I would link to a recent April 1st post on Randall Munroe’s XKCD (it’s http://www.xkcd.com/1037/ if you need to know) but I can’t because I’m not sure what you’ll see when you get there and some of the possible images are not safe for work. The theme of his post is umwelt, the notion that your perception of your own world is highly personal, influenced by your previous experiences and the lens that you have on your environment.

This is the image I see now – using my default browser. It is, very much, what you make of it. (I attribute the image to XKCD, but I can’t link to it for obvious reasons.)

A well? The Ring? The Sun? Your perception of what this mean depends on your senses, your experiences and your world to date.

Some people saw images of unlikely earthquakes. Some saw images of groups being stalked by velociraptors – but only when they elongated their screens enough to see everything on the page. Serving military saw a supportive post that encouraged them to keep an eye on the missiles. Panels adjusted based on who you were, which browser you used, where you were, even what size screen you used.

How did this work? Your browser provides a great deal of information as to what it is, to allow sites to adjust for browser variation. At the same time, the Internet Protocol (IP) address of your computer, the address that other computers use to get to it, gives away your location and your organisation. That’s why students at MIT got MIT jokes and people in Israel got an XKCD comic in Hebrew.

I can’t think of a better way to introduce students to the idea that gazing into the abyss also involves the abyss gazing into you. There are two great summary pages here (Reddit) and here (Google document).

This is the Internet and it’s ubiquitous. This is a great way to discuss the amount of information that is being sent back by every browser, from every platform. The amount of information that can be obtained by underlying systems that most people are unaware of.

For me, what I found most amusing is that a friend sent the link of the image to me saying “Hey, Voight Kampf test” (from Blade Runner) and I saw a picture of something completely different and thought my friend was mad.
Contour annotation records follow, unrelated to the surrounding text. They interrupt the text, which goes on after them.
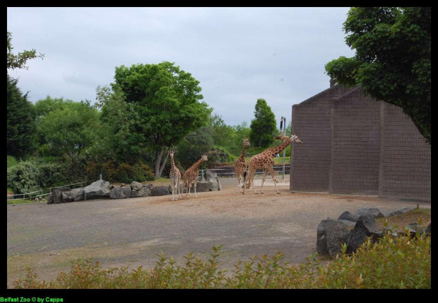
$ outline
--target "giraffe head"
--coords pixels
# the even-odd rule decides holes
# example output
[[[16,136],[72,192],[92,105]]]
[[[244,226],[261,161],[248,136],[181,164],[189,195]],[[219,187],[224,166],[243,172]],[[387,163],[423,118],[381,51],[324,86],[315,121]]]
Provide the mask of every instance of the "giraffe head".
[[[290,139],[292,140],[292,142],[302,144],[302,142],[301,141],[301,139],[296,135],[292,135],[292,136],[290,136]]]

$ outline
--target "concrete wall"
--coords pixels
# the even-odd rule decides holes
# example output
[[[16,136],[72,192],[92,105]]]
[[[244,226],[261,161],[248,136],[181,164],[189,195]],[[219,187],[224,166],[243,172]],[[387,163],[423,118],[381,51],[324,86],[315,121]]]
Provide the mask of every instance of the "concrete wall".
[[[336,85],[292,115],[291,190],[430,198],[430,146],[399,108]]]

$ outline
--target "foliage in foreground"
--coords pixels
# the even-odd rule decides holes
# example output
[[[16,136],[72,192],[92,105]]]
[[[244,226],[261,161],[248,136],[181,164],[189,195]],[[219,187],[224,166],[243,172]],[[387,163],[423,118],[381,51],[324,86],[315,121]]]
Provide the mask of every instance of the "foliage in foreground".
[[[207,262],[194,256],[184,258],[185,266],[176,265],[162,253],[152,270],[140,266],[102,269],[92,259],[72,261],[70,272],[52,281],[39,281],[29,267],[15,288],[430,288],[430,236],[417,234],[393,238],[391,231],[378,241],[367,239],[356,253],[342,254],[327,265],[317,256],[299,265],[281,263],[278,252],[268,257],[254,256],[232,273],[218,268],[221,246],[213,247]],[[343,245],[345,253],[346,245]]]

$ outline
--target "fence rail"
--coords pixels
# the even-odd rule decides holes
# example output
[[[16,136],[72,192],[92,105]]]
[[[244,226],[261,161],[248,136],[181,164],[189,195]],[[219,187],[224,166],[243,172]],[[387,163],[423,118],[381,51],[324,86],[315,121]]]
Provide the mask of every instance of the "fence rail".
[[[285,166],[285,173],[289,173],[290,171],[290,169],[288,170],[286,168],[290,168],[290,166]],[[230,171],[234,171],[234,168],[212,168],[212,169],[199,169],[199,176],[203,176],[203,171],[218,171],[218,176],[224,176],[223,175],[230,175],[230,176],[232,176],[232,175],[235,175],[236,173],[235,173],[234,171],[230,172]],[[219,171],[227,171],[228,172],[220,172]],[[274,173],[283,173],[283,166],[273,166],[273,171],[274,171]],[[263,171],[256,171],[255,174],[260,174],[260,173],[263,173]]]
[[[25,198],[25,197],[26,197],[26,195],[28,195],[28,198],[35,199],[35,198],[37,198],[37,197],[41,197],[41,196],[43,196],[43,195],[49,195],[49,194],[50,194],[50,193],[52,193],[52,190],[53,190],[53,189],[59,188],[64,187],[64,186],[70,186],[70,185],[77,185],[77,184],[83,184],[83,183],[85,185],[85,181],[83,181],[83,182],[78,182],[77,183],[66,184],[66,185],[59,185],[59,186],[54,186],[54,187],[49,188],[44,188],[44,189],[42,189],[42,190],[40,190],[32,191],[32,192],[31,192],[31,193],[16,193],[16,194],[14,194],[14,195],[8,195],[7,200],[8,200],[8,201],[13,201],[13,200],[24,200],[24,199],[26,199],[26,198]],[[81,187],[83,187],[83,186],[80,186],[80,187],[79,187],[79,188],[81,188]],[[42,194],[41,194],[41,195],[32,195],[32,196],[31,196],[31,195],[32,195],[32,193],[42,193],[42,192],[44,192],[45,190],[49,190],[50,191],[49,191],[49,193],[42,193]],[[23,196],[23,198],[14,198],[14,199],[10,199],[10,198],[9,198],[9,197],[15,197],[15,196],[20,196],[20,195],[22,195],[22,196]]]

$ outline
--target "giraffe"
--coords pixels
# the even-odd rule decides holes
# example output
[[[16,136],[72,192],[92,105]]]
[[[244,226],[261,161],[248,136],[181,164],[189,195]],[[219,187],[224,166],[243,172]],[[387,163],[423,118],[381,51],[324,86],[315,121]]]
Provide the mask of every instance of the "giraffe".
[[[179,193],[181,193],[179,189],[181,173],[177,166],[175,166],[175,163],[173,161],[173,155],[174,153],[173,150],[169,151],[169,156],[170,156],[170,173],[169,174],[169,177],[170,177],[170,185],[172,185],[172,200],[177,201],[178,194],[177,194],[177,190],[178,190]]]
[[[285,140],[285,142],[280,145],[268,149],[260,154],[254,155],[248,161],[248,166],[249,167],[248,174],[247,175],[247,178],[248,178],[248,184],[253,184],[252,188],[254,190],[254,193],[256,194],[257,193],[257,192],[256,191],[256,187],[254,186],[254,174],[256,173],[256,169],[257,168],[262,168],[264,170],[263,180],[261,181],[260,193],[264,193],[263,183],[265,182],[265,179],[266,178],[266,174],[268,173],[268,172],[269,172],[271,173],[271,176],[272,176],[272,180],[274,181],[274,185],[276,185],[276,190],[277,190],[277,193],[280,193],[278,189],[277,188],[276,178],[274,177],[274,172],[273,168],[274,163],[273,158],[277,154],[279,154],[280,152],[285,149],[290,143],[302,143],[300,138],[298,138],[298,136],[296,136],[295,135],[292,135],[292,136],[290,136],[290,137],[288,136],[277,136],[276,137],[276,139]],[[244,195],[245,194],[245,187],[247,186],[244,186],[243,193],[242,193]]]
[[[247,138],[244,138],[243,139],[243,148],[242,151],[242,154],[235,161],[235,173],[236,173],[236,177],[237,178],[237,190],[242,188],[242,183],[244,179],[244,173],[247,171],[247,162],[245,162],[245,147],[249,147],[251,145],[249,141],[248,141]]]
[[[195,183],[195,197],[198,197],[196,195],[196,182],[198,182],[199,173],[198,169],[201,164],[202,164],[203,161],[207,161],[207,155],[203,154],[199,160],[194,164],[193,164],[189,169],[184,173],[184,178],[182,180],[182,186],[184,188],[186,188],[186,197],[190,198],[190,189],[191,188],[191,183],[194,182]],[[183,189],[184,193],[184,189]],[[182,193],[181,194],[181,197],[182,198]]]

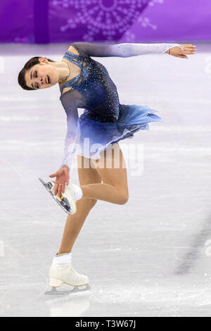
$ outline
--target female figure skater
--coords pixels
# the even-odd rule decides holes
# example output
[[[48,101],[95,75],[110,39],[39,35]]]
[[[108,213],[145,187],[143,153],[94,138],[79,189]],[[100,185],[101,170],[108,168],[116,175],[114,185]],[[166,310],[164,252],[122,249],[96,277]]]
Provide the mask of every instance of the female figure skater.
[[[88,277],[72,268],[71,251],[98,199],[117,204],[128,200],[125,162],[118,142],[132,137],[140,130],[148,130],[150,122],[162,121],[154,113],[156,111],[148,106],[120,104],[116,86],[106,68],[91,56],[163,53],[187,58],[187,54],[195,54],[195,47],[178,44],[75,42],[61,61],[34,57],[20,72],[18,83],[27,90],[58,84],[60,100],[67,114],[64,157],[60,168],[49,176],[56,177],[56,182],[50,182],[51,193],[54,190],[58,201],[66,196],[70,204],[61,245],[50,268],[52,287],[63,283],[77,287],[88,285]],[[77,108],[84,108],[79,118]],[[114,154],[110,153],[112,149]],[[69,184],[69,169],[75,154],[80,186]]]

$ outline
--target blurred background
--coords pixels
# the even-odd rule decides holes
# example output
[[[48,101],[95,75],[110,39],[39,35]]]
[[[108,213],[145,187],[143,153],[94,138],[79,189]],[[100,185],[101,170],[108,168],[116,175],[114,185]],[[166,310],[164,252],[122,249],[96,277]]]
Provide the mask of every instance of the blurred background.
[[[0,42],[211,40],[210,0],[7,0]]]

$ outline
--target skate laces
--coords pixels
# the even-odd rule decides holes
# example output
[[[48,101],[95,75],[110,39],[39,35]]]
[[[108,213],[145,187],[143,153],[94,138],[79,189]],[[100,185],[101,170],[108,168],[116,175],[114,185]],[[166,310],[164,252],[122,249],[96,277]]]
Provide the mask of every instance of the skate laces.
[[[72,266],[70,267],[70,270],[71,270],[71,271],[72,271],[74,275],[75,275],[76,276],[77,276],[79,277],[81,276],[81,275],[79,273],[78,273],[75,269],[73,269],[73,268]]]

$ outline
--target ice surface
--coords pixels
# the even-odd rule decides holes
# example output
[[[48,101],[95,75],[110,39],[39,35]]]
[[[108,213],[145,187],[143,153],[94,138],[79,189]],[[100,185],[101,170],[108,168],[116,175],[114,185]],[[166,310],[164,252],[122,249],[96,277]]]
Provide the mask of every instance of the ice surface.
[[[45,296],[67,216],[38,177],[60,163],[66,118],[58,87],[23,91],[17,76],[30,57],[60,61],[67,48],[1,46],[0,316],[210,317],[210,44],[188,60],[96,58],[122,104],[148,104],[165,123],[120,142],[143,151],[127,170],[129,199],[98,201],[73,247],[91,289]]]

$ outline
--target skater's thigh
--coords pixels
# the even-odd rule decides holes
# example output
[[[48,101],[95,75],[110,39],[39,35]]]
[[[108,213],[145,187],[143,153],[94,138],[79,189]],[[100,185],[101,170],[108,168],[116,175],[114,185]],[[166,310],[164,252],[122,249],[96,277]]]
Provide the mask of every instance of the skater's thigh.
[[[128,192],[125,161],[119,144],[113,144],[101,153],[98,160],[91,159],[103,182],[116,186]]]
[[[91,166],[90,158],[80,155],[77,156],[77,172],[80,185],[101,183],[101,175],[97,170]]]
That’s something else to talk about – what it would mean if information itself mutated depended on who you were and where you were.


One Comment on “How the Internet Works: For You and On You”

  1. Keith Cohen says:

    Baaa ha ha, excellent, I had no idea at the time I posted what I thought was simply a Blade Runner reference… After I posted it, I visited from a different machine running a different os and browser and.. W.t.f?